Ce qui devait l'aider à sortir du gouffre l'y a au final encore plus enfoncé. Et en effet, un rapide coup d'oeil sur sa page wikipedia prouve que l'auteur est assez peu prolixe, bien que ses rares oeuvres parues semblent malgré tout rencontrer un certain succès.

Mais John Kennedy Toole n'a pas vraiment à palir. Comment, me dites-vous ? Mais on me dit ici bas que La Conjuration des Imbéciles (A Confederacy of Dunces en VO) a reçu le prix Pullitzer ! C'est pas un looser le monsieur !
Oui, le livre a reçu le prix Pullitzer pour la fiction en 1981. Anecdote amusante cependant : le livre a été écrit dans les années 60. Pourquoi autant de temps entre la rédaction, et la publication / récompense ? Parce qu'entre-temps, en 1969, Toole en avait marre de subir des refus de la part des éditeurs et a décidé de tendre un tuyau d'arrosoir entre le pot d'échappement de sa voiture jusqu'à sa fenêtre, et de finir ses jours paisiblement dans un aquarium de diesel.
C'est grace à sa mère, qui avait une confiance absolue en la qualité littéraire de l'oeuvre de son fils, que l'oeuvre pourra paraître et recevoir la récompense qu'elle mérite. Quant on voit le portrait que Toole fait du personnage maternel dans son livre, ce comportement d'acharnée est explicable : couplé au fait que la mère a lu le bouquin en question, il y a quelque chose d'un peu plus effrayant. J'y reviendrai.

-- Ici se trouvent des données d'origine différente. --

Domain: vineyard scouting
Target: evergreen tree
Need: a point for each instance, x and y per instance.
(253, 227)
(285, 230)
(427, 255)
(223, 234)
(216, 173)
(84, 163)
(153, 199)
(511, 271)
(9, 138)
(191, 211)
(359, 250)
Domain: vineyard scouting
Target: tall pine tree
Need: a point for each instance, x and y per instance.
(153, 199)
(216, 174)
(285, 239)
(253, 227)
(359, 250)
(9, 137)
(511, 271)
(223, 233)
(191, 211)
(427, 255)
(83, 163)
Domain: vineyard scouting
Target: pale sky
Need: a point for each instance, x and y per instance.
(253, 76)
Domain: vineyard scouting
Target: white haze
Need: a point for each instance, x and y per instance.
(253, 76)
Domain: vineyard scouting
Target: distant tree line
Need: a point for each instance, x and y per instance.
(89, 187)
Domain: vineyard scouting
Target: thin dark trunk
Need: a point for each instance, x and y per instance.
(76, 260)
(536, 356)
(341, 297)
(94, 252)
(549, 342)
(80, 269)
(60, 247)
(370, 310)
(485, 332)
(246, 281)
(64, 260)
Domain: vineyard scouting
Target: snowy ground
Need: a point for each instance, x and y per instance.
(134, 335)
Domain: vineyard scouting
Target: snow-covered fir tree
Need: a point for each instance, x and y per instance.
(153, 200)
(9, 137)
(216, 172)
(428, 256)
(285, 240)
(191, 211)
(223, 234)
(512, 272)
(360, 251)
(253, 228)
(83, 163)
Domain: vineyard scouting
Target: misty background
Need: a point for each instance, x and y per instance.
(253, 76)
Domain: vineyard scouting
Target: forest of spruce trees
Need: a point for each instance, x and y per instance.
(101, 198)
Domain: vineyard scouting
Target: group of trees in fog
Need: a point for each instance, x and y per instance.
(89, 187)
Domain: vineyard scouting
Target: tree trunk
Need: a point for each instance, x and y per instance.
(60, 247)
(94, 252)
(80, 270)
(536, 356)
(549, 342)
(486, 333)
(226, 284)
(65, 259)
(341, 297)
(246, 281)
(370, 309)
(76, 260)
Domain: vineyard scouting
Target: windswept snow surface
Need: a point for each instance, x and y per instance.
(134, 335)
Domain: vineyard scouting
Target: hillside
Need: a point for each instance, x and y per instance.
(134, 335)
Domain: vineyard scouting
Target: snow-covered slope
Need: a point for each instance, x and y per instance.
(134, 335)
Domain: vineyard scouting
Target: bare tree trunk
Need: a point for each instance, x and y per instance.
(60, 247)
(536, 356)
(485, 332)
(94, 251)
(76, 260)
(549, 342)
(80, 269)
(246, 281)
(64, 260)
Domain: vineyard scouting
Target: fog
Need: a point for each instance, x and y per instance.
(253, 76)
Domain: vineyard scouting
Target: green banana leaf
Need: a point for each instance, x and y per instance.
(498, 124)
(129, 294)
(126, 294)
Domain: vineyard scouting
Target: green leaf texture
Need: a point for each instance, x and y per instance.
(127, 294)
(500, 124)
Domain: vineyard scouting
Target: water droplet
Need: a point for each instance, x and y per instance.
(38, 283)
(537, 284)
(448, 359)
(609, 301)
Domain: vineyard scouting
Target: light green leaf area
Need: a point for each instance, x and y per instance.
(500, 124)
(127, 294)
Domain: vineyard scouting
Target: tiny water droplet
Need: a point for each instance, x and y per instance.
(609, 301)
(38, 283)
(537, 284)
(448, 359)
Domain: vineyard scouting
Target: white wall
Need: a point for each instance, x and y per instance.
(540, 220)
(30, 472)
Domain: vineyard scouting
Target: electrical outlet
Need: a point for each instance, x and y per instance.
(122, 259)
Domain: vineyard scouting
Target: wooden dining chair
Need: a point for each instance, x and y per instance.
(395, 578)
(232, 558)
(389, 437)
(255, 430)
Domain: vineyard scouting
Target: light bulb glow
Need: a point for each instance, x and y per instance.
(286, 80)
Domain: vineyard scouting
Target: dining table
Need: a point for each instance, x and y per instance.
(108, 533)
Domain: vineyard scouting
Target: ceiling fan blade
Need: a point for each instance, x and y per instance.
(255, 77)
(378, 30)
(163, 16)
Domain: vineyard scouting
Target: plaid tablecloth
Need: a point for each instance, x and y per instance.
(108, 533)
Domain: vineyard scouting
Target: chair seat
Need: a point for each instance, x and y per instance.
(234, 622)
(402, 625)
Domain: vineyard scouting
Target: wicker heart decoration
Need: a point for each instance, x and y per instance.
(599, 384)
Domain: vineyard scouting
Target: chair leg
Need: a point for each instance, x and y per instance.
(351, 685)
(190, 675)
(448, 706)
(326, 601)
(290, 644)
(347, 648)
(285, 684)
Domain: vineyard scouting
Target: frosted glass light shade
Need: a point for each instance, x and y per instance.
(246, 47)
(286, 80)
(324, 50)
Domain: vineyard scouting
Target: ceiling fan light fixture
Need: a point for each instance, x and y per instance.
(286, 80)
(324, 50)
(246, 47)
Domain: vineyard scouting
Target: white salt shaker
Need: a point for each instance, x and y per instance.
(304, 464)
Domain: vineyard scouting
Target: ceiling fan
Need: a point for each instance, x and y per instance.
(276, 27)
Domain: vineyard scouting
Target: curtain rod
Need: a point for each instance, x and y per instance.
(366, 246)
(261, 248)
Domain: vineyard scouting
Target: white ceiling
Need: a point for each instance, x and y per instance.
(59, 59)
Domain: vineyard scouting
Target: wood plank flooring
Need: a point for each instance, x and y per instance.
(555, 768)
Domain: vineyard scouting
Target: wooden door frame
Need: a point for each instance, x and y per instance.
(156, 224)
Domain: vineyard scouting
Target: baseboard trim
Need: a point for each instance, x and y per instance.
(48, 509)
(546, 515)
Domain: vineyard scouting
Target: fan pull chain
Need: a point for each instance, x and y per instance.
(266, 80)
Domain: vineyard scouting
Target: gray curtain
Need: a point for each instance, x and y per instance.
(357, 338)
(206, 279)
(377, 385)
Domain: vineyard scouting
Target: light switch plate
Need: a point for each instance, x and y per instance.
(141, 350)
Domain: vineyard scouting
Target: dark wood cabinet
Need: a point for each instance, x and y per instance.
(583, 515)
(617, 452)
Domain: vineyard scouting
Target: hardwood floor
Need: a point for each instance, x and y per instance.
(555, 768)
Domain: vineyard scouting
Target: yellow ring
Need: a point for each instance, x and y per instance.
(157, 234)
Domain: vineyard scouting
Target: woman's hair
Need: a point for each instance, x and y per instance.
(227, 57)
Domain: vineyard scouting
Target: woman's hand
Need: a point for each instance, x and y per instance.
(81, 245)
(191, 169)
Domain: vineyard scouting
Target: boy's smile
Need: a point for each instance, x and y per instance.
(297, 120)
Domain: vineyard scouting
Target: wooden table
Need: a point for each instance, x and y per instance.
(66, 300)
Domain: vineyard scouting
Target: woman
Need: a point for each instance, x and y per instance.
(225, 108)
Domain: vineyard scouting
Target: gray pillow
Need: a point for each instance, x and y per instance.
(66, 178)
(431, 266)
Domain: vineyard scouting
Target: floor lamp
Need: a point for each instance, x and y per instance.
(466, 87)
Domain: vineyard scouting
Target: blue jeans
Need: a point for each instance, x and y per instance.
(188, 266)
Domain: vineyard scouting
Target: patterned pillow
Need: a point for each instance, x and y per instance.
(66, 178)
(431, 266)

Réclusion : Ignatius Reilly vient d'une époque où le Japon était surement trop occupé à découvrir le base-ball pour qu'il y ait des Hikikomoris. Il n'a donc pas été conçu comme tel : mais il est pourtant intéressant de voir qu'il en présente bien des aspects malgré tout.
Reilly et sa mère vivent dans un quartier délabré de la Nouvelle-Orléans. Pour Reilly, le quotidien se limite à poser sur papier ses "pensées profondes" toute la journée, dans une chambre sentant le pire renfermé possible. Il ne quitte son antre qu'en de rares occasions : la principale étant d'aller au cinéma, se mettre au premier rang et s'évertuer à crier son dégoût immense quant au jeu d'acteur, la mise en scène, et tout ce qu'il peut trouver de déplaisant dans un film (comprendre : tout). En dehors de ça, il limite au maximum ses déplacements : la simple idée de sortir de la Nouvelle-Orléans lui est insupportable (il n'hésite pas à faire un récit hauts en couleur d'une occurence où ça lui est arrivé). Même dans le cadre de sa scolarité, Ignatius semble bien casanier : il est dit qu'il a passé près d'une dizaine d'années à la fac, ce qui lui a laissé le temps de décrocher . . . une licence.

Évidemment, à côté de Sato, Ignatius reste encore bien en déça. Le héros de Welcome to the NHK est quand même montré relativement baroudeur dans le manga ; mais dans le livre, ses déplacements se limitent majoritairement à son appartement et au parc du coin de la rue. Et il est dit qu'il vit comme ça depuis 4 ans : en somme, depuis qu'il a 18 ans, ce qui correspond à son entrée à la fac (et son abandon quasi-immédiat de celle-ci). Mais on en attend pas moins du prince des no-life.

- Ma foi, remercions le ciel que la voisine soit partie pour un moment. Je vais peut-être pouvoir jouer du luth sans avoir à supporter ses imprécations bruyantes de l'autre côté de l'impasse.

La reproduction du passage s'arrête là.